5 CUMUL DES DEUX TECHNIQUES

Y a-t-il des circonstances où il est avantageux d’utiliser à la fois la fiducie discrétionnaire et les actions à dividendes discrétionnaires? Certainement. Voici quelques exemples.

 

Dans le cas où l’auteur de la planification envisage permettre aux bénéficiaires de sa fiducie familiale discrétionnaire à qui des actions de la compagnie familiale seront remises, de bénéficier de dividendes discrétionnaires entre eux, il serait avantageux de prévoir dès le départ que la fiducie souscrive à plusieurs catégories d’actions à dividendes discrétionnaires, plutôt qu’à une seule catégorie d’actions ordinaires.  Par exemple, s’il est prévu que les actions détenues par la fiducie seront éventuellement réparties entre trois (3) bénéficiaires, en parts égales entre eux, la fiducie pourrait immédiatement souscrire à soixante (60) actions ordinaires de trois catégories distinctes (disons des « O-1 », « O-2 » et « O-3 »), pour un (1) dollar par action. Ceci requerra que la fiducie investisse cent quatre-vingt dollars (180 $) dans la compagnie. Éventuellement, chacun des bénéficiaires se verra attribuer les actions ordinaires d’une des catégories détenues par la fiducie63

 

Jusqu’au jour de la liquidation de la fiducie discrétionnaire, ce genre de planification ne changera en rien la participation de la fiducie discrétionnaire dans la compagnie familiale, puisque la fiducie détiendra cent pour cent (100 %) des actions participantes, même s’il s’agit d’actions de plusieurs catégories.

 

Une autre situation où il serait avantageux de marier actions à dividendes discrétionnaires et fiducies discrétionnaires serait celle d’une compagnie ayant plus d’un actionnaire, désireux de procéder à un gel de succession.

 

Pensons à une compagnie familiale appartenant à deux sœurs qui toutes deux aimeraient geler leur participation pour le bénéfice de leurs enfants respectifs. Les nouvelles actions participantes, après le gel, pourraient alors être souscrites par la fiducie familiale discrétionnaire constituée pour chacune des familles des deux sœurs. Le nombre de catégories d’actions ordinaires à dividendes discrétionnaires à prévoir dépendra des objectifs recherchés par les sœurs.  Souhaitent-elles uniquement une répartition discrétionnaire entre leurs deux familles?  Alors deux (2) catégories d’actions à dividendes discrétionnaires devraient suffire.  Ou veulent-elles immédiatement prévoir la possibilité d’une répartition discrétionnaire entre chacun des bénéficiaires éventuels de leur fiducie familiale respective? Alors autant de catégories d’actions à dividendes discrétionnaires qu’il y aura de bénéficiaires à qui l’on voudra les attribuer pourront être souscrites par chacune des fiducies familiales.

 


63 Pourquoi soixante (60) actions par catégorie plutôt que cent (100) ou tout autre nombre? Parce que le nombre soixante (60) se divise bien par deux (2), par trois (3), par quatre (4), par cinq (5), et même par six (6), ce qui facilitera les transactions futures entre les détenteurs d’actions. Par contre, sitôt que plus d’un détenteur détiendra des actions dans une catégorie d’actions commune, la discrétion entre eux ne sera pas possible quant à cette catégorie. Heureusement, il leur reste encore les actions de leur catégorie distincte respective pour cette discrétion.

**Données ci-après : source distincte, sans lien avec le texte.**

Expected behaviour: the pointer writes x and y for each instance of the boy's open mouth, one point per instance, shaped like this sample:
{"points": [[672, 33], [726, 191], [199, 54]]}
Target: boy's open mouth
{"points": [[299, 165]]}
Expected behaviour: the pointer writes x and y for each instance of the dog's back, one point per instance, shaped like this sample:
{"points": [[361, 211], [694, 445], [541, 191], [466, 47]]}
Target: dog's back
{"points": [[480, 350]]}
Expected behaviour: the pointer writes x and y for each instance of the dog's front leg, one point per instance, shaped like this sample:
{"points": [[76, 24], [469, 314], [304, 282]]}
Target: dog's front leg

6 SCHÉMAS DE PLANIFICATIONS POSSIBLES

Vous trouverez ci-après plusieurs schémas résumant des planifications fiscales utilisant les actions à dividendes discrétionnaires, les fiducies discrétionnaires ou les deux.

6.1 COMPAGNIES RATTACHÉES

64

  • Les « A », « B » et « C » sont votantes, participantes et à dividendes discrétionnaires.
  • Gesco 1, Gesco 2 et Gesco 3 ne sont pas liées.
  • Gesco 1, Gesco 2 et Gesco 3 sont-elles respectivement « rattachées » à OPCO?
  • Pour être rattachée, chacune de Gesco 1, Gesco 2 et Gesco 3 doit détenir plus de 10 %, en vote et en valeur, des actions d’OPCO.

 

Réponse de l’ARC : les compagnies sont rattachées.

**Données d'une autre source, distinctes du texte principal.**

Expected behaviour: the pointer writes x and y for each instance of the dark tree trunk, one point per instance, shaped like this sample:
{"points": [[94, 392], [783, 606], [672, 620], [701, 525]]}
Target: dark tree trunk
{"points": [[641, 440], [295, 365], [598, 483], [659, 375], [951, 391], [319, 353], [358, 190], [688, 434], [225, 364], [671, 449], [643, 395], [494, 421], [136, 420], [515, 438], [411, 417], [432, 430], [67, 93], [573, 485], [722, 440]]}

  • Plus de 10 % des votes (chacune a 331/3% des votes).
  • Plus de 10 % de la JVM, car :

 

  • bien que le versement d’un dividende discrétionnaire par OPCO influerait sur la JVM des actions émises de son capital-actions,
  • cela ne viendrait pas modifier la proportion de la JVM des actions du capital-actions d’OPCO détenues par chacune des trois GESCO, à un moment donné,
  • puisque chaque actionnaire détiendrait une catégorie d’actions parmi trois catégories d’actions ayant des droits identiques du point de vue d’un acheteur potentiel.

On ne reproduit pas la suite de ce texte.